Verkackt. Ja, das habe ich wirklich richtig verkackt. Ich habe gedacht, dass das funktionieren könnte. Dass ich mich entspannen könnte, weil sie die ganze Geschichte kennt und verständnisvoll reagiert hat. Aber irgendwie macht es die Situation besser, andererseits auch hundert Mal schlimmer. Unpersönlicher Sex auf dem Klo oder betrunken ist eine Sache. Aber hier im Haus nüchtern mit ihr rumzumachen, fühlt sich schrecklich an, ich habe mich gefühlt wie ein Tier im Käfig. Ich hätte nach der ganzen Sache ausziehen, am besten das ganze beschissene Haus niederbrennen sollen.

„Ich weiß überhaupt nicht mehr, wie ich mit ihr umgehen soll", gestehe ich leise.

„Mach dir keinen Stress, sie mag dich doch. Geh mit ihr nett essen oder koch für sie.
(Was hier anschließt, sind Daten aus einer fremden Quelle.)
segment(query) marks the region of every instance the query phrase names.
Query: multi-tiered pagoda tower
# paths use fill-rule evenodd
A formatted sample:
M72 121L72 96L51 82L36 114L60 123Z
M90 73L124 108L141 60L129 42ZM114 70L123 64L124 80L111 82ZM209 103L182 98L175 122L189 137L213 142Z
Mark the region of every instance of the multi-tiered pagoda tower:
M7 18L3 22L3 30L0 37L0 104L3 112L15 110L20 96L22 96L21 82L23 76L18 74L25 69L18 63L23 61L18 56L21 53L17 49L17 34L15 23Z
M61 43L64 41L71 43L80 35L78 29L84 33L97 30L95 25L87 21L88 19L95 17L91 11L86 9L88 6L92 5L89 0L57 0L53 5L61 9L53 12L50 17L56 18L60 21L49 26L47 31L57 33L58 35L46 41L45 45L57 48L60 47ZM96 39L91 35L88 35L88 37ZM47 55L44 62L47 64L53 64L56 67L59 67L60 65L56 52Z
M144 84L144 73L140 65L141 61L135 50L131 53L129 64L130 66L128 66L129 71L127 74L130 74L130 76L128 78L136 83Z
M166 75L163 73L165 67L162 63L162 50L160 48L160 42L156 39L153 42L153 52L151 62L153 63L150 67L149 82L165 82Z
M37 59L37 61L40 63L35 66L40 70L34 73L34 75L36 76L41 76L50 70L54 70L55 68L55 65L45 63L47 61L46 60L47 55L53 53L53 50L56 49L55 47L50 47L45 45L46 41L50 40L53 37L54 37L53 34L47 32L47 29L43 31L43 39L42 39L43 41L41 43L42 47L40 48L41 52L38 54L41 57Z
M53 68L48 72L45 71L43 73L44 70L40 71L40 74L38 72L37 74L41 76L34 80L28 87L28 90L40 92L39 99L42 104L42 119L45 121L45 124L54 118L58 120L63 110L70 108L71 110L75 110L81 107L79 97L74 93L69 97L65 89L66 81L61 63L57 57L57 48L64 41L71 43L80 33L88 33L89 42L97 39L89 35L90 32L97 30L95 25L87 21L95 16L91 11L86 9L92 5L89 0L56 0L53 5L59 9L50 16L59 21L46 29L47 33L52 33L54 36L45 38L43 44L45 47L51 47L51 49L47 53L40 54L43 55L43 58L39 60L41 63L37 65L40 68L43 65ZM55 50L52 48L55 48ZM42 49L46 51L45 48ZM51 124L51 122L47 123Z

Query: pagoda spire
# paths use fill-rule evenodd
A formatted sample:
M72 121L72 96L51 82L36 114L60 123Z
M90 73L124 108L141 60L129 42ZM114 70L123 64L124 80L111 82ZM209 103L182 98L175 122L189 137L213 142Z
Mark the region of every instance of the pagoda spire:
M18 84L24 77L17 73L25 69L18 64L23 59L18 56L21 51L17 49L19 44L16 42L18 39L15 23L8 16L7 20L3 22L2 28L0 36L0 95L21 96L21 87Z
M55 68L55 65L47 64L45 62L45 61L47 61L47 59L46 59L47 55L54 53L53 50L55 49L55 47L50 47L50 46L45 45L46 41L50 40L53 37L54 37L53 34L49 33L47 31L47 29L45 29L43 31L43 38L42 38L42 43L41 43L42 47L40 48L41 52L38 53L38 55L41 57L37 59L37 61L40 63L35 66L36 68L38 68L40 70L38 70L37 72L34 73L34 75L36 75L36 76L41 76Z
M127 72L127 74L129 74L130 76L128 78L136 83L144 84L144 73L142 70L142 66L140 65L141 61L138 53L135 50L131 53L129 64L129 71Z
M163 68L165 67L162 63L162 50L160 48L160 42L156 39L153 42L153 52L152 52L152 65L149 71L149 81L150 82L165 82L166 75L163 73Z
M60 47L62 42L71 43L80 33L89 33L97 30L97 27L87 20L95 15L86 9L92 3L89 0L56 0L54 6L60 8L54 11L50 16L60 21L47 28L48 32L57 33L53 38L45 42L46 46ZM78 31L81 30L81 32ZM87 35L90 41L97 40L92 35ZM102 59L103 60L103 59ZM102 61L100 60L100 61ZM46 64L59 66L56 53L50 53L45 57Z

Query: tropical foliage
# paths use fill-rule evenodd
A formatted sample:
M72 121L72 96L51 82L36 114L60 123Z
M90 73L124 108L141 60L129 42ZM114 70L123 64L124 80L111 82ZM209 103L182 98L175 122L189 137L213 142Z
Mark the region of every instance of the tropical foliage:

Geht ins Kino oder in ein schönes Konzert. Mehr erwartet sie gar nicht, weißt du? Mach dir nicht zu viel Druck. Das Andere kommt dann von selber."

„Sie hat dir erzählt...", der Rest des Satzes will nicht über meine Lippen kommen.

„...,dass sie dich mag? Das braucht sie mir nicht erzählen. Das sieht ein Blinder. Sie ist verrückt nach dir!"

Erleichterung überschwemmt mich. Ich dachte schon, Cat hätte ihm alles erzählt.

***

Nialls Tipp folgend nehme ich den Druck raus und lade Cat tatsächlich für den Samstag zum Essen ein. Einfach sie und ich und eine leckere Lasagne. Doch als der Samstag endlich angebrochen ist, der Zeitpunkt, zu dem wir verabredet sind näher rückt, drehe ich halb durch.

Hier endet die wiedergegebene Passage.